“Coding is the language of the future, and every girl should learn it. As I’ve learned from watching girls grow and learn in our classrooms, coding is fun, collaborative and creative.”

– Reshma Saujani


“Everyone in this country should learn how to program because it teaches you how to think”

– Steve Jobs


“All of my friends who have younger siblings who are going to college or high school – my number one piece of advice is: You should learn how to program.”

– Mark Zuckerberg

Why study Computing?

Computing is now part of everything we do and is here to stay for the future.  Regardless of what careers students might embark on when they have finished their education, a base understanding of Computing will prove useful.  Computing supports learning in creativity and innovativeness alongside teaching mathematical thinking for solving complex and challenging problems.  Computing is a foundation subject and therefore is compulsory at KS3 with an option to continue studying GCSE Computer Science at KS4.

Key Stage 3

The Key Stage 3 Computing curriculum aims to provide students with a rounded knowledge of Computing as a subject in the 3 main areas of the computing curriculum: computer science, information technology and digital literacy.
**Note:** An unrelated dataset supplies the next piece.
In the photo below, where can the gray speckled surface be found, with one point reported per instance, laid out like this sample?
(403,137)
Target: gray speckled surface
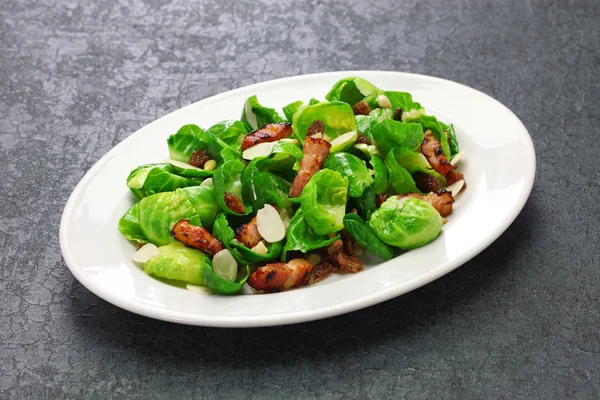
(521,320)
There is a focus on computational thinking and creativity, as well as opportunities for creative work in programming and digital media.
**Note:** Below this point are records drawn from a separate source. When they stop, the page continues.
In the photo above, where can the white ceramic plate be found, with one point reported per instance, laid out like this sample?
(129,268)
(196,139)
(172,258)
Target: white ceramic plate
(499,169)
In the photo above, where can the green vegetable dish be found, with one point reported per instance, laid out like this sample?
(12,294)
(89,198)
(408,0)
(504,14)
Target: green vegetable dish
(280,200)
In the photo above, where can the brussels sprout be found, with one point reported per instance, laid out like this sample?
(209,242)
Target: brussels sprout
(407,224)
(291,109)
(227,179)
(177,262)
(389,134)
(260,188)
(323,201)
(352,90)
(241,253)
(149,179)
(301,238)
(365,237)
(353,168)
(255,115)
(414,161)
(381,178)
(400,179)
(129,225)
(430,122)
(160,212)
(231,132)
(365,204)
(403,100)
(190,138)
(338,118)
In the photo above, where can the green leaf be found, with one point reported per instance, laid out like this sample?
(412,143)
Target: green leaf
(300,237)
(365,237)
The aims for the subject as a whole reflect this distinction. [All pupils] can understand and apply the fundamental principles and concepts of computer science, including abstraction, logic, algorithms and data representation. (CS) [All pupils] can analyse problems in computational terms, and have repeated practical experience of writing computer programs in order to solve such problems. (CS) [All pupils] can evaluate and apply information technology, including new or unfamiliar technologies, analytically to solve problems. (IT) [All pupils] are responsible, competent, confident and creative users of information and communication technology. (DL)



GCSE Course structure

The OCR GCSE in Computer Science encourages students to develop their understanding and application of the core concepts in computer science. Students also analyse problems in computational terms and devise creative solutions by designing, writing, testing and evaluating programs.

The course is made up of two components which assess students at the end of the GCSE course.

J277/01: Computer systems

This component will assess:

  • 1.1 Systems architecture
  • 1.2 Memory and storage
  • 1.3 Computer networks, connections and protocols
  • 1.4 Network security
  • 1.5 Systems software
  • 1.6 Ethical, legal, cultural and environmental impacts of digital technology

Written paper: 1 hour and 30 minutes 50% of total GCSE 80 marks This is a non-calculator paper. All questions are mandatory. This paper consists of multiple choice questions, short response questions and extended response questions.

J277/02: Computational thinking, algorithms and programming

This component will assess:

  • 2.1 Algorithms
  • 2.2 Programming fundamentals
  • 2.3 Producing robust programs
  • 2.4 Boolean logic
  • 2.5 Programming languages and Integrated Development Environments

Written paper: 1 hour and 30 minutes 50% of total GCSE 80 marks This is a non-calculator paper. This paper has two sections: Section A and Section B. Students must answer both sections. All questions are mandatory. In Section B, questions assessing students’ ability to write or refine algorithms must be answered using either the OCR Exam Reference Language or the high-level programming language they are familiar with.

Practical Programming

Alongside this all students must be given the opportunity to undertake a programming task(s), either to a specification or
to solve a problem (or problems), during their course of study. Students may draw on some of the content
in both components when engaged in Practical Programming.